I’m OK with that though because this move I know is right in my heart of hearts. I knew that when the agent first called me about it, it was a random call you sometimes get when your CV/resume is registered on a good few databases. I normally dismiss them outright with a ‘not
interested’ comment but at the time of the call I was having one of those days at work that makes me do things like register my CV on job search engines.
By chance that I was having that kind of a day I listened to the job description which turned out to be 5 minutes from where I live (by car)and £6k more than I was getting now. That’s a £6k rise and £200 a month saving on fuel… and it was a step up the ladder – I was interested so I told the agent that, went for an interview, got an offer – went through a 10 year security screening check and quit the comfort zone today.
Who knows how it will pan out, I’m hopeful and positive about the future, it will be different, hard challenging work (the network is running NT4 soon to migrate to AD 2003 - something that I will be involved in) and I’m sure a new set of friends, a new routine, more cash and most important– more time, 2-3 hours a day not spent travelling to work and back to be precise.
It is the right move which both my current boss and I agreed on today.

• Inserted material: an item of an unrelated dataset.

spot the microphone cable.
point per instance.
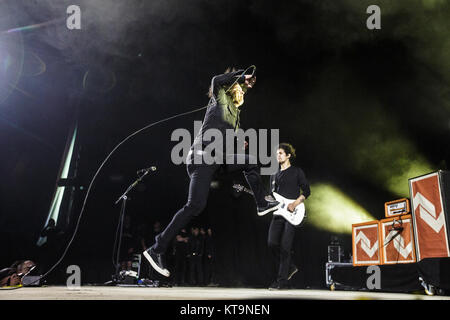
(211, 101)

There’s nothing wrong with moving on. The right move for you should always take priority over ‘comfort zone’ – many people choose comfort zone/convenience/familiarity over progression.
I’ve chosen to not be one of them. In business we have to look after number 1, companies recognize that and exercise it without a second thought, if my position had become redundant they wouldn’t keep me on out of concern for my comfort zone.
So I’ll work out my full notice period, I’ll hand over all my projects smoothly, I’ll give them my all until the minute I leave. I have great respect for those I will leave behind and will show that
in my last month. Burning bridges is never something I’ve believed in doing – having friends and contacts is a great thing.
So with the end of an old era I’ll say goodbye and thankyou for all the valuable experience I’ve gained, hopefully they’ll thank me for my efforts and we will part ways professionally and amicably.
And….maybe if I play my cards right – they’ll let me come to the Christmas party!
So the moral of the story is.. if you want the job to find you - make yourself findable!